Pennoyer said he’s not sure how much the sale of the keepsakes or the copper will net the state, but it won’t match what could have been paid for the scrap value, even considering the value of scrap copper has dropped since the project started.

The demand so far, he said, has not been great.

The order form is available on the Legislature’s website.

Workers spent several months in 2014 removing the old green cooper from the dome and replacing it with new copper sheathing that will weather over time. The copper-covered dome was added to the 1832 State House in 1910.

For Munksgaard and her partners, Amanda Coburn and Anne Reigstad, the lure of the copper is more than just the patina that only decades of weather and pollution can deliver. Munksgaard spent a number of years as a lobbyist, traveling to Augusta to work on issues close to her heart, such as the living-wage campaign, and she sees value in sharing bits and pieces of the dome in the jewelry she is creating from it.

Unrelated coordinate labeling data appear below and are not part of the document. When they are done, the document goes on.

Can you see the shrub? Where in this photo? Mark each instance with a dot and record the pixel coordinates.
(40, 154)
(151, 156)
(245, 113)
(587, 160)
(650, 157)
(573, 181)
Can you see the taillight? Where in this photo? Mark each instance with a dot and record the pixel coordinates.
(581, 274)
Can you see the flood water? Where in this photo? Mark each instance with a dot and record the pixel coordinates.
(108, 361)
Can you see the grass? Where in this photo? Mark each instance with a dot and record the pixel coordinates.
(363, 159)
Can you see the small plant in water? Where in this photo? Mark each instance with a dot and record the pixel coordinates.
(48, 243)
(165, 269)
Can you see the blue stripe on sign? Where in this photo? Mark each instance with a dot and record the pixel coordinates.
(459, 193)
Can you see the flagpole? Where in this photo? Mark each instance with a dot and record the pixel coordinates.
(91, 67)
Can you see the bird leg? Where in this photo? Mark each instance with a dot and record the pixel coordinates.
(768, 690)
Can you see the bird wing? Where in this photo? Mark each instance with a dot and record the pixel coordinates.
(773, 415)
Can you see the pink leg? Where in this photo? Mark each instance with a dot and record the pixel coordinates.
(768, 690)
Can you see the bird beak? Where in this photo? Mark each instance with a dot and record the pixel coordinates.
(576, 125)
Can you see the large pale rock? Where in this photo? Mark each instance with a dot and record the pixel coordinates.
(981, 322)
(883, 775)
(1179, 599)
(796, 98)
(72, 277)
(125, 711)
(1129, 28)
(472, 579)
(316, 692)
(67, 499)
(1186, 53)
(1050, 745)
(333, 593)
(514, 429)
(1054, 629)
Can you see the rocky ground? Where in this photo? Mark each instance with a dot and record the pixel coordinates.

She also has some experience in employing salvaged metal in her work. She and her partners have used copper salvaged from the Bangor Public Library in jewelry over the last two years, creating 1,500 pieces and raising $30,000 for the library from the sale of the jewelry at an auction.

Munksgaard said she’ll be back this week for more copper, for works that she and her partners at Maine Jewelry & Art are creating.